Phillips v. State

52 So. 746 | Ala. | 1910

SIMPSON, J.

The appellant was indicted for larceny; the first count charging grand larceny in general terms, and the second charging grand larceny, setting out a number of articles of drugs stolen, aggregating enough to make grand larceny.

The charges requested by the defendant and refused are all to the effect that the defendant could not be convicted at all unless the evidence showed that he was guilty of grand larceny, or that he could not be convicted of petit larceny. Our decisions are clear to the point that, under an indictment for grand larceny, a party may be convicted of petit larceny. — Morris v. State, 97 Ala. 82, 12 South. 276. As the verdict in this case was for petit larceny only, no injury could occur to the plaintiff from the refusal to charge on the subject of grand larceny. — Mitchell v. State, 133 Ala. 65, 32 South. 132; Williams v. State, 140 Ala. 10, 37 South. 228.
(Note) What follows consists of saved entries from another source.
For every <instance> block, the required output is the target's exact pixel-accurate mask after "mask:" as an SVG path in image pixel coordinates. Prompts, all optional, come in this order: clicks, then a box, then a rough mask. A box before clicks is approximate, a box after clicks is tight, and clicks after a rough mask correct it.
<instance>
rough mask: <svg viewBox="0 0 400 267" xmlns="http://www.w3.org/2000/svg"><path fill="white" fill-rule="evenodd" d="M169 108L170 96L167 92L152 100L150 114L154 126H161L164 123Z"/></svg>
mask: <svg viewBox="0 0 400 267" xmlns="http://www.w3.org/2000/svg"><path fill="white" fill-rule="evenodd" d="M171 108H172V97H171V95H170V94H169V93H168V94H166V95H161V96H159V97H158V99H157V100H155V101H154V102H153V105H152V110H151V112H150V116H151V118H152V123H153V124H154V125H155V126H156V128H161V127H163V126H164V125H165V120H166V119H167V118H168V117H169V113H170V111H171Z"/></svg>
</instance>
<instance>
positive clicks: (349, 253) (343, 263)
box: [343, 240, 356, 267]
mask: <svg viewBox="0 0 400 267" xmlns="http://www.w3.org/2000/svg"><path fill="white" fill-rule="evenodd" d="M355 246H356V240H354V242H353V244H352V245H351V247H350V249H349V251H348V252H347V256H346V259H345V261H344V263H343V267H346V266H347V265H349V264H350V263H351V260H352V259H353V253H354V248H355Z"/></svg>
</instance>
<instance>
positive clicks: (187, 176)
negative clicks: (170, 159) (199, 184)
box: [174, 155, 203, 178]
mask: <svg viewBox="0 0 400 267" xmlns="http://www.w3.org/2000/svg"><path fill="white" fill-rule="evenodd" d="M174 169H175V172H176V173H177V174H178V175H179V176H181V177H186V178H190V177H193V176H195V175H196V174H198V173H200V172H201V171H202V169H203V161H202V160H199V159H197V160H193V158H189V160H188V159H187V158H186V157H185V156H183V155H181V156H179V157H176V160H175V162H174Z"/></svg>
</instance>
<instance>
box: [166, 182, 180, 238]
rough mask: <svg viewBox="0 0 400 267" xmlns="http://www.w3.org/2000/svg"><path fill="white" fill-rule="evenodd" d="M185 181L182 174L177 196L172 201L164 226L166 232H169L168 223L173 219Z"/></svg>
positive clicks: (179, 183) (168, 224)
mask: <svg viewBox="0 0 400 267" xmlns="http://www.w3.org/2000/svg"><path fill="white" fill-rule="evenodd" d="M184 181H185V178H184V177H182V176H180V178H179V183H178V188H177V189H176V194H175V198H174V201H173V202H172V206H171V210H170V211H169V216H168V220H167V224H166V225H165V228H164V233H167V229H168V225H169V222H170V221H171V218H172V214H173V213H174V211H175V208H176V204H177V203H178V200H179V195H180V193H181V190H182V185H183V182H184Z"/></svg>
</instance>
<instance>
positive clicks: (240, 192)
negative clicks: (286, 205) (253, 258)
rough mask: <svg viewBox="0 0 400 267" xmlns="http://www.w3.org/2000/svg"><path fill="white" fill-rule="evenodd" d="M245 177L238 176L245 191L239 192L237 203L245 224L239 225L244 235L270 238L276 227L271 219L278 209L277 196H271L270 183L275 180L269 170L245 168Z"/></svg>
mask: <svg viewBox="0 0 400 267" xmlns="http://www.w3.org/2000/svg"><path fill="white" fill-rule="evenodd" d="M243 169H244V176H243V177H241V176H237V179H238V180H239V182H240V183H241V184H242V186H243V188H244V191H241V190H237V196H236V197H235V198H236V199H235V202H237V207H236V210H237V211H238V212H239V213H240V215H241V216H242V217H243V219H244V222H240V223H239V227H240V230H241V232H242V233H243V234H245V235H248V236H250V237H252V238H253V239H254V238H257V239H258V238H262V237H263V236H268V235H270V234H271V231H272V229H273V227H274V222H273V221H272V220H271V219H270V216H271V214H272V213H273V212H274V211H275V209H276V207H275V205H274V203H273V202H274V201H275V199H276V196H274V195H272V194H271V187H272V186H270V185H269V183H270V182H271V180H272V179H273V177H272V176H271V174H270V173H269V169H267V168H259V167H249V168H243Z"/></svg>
*77Neither count charges the statutory offense of stealing from a “storehouse, etc.” — Code 1907, § 7324. H'ence the charges which seem to have reference to that offense are inapposite, and the cases of Stone v. Sate, 115 Ala. 121, 20 South. 275, and State v. McFarland, 121 Ala. 45, 48, 25 South. 625, are not applicable. Moreover, this court has held that, since the amendment to the statute making the stealing from a. “storehouse, etc.,” grand larceny only when the value is of $5 or more, the defendant may, under an indictment charging grand larceny from a storehouse, be convicted of the lesser offense of petit larceny. — Storrs v. State, 125 Ala. 101, 103, 29 South. 778.

There being no error apparent on the record, the judgment of the court is affirmed.

Affirmed.

Anderson, Mayfield, and Sayre, JJ., concur.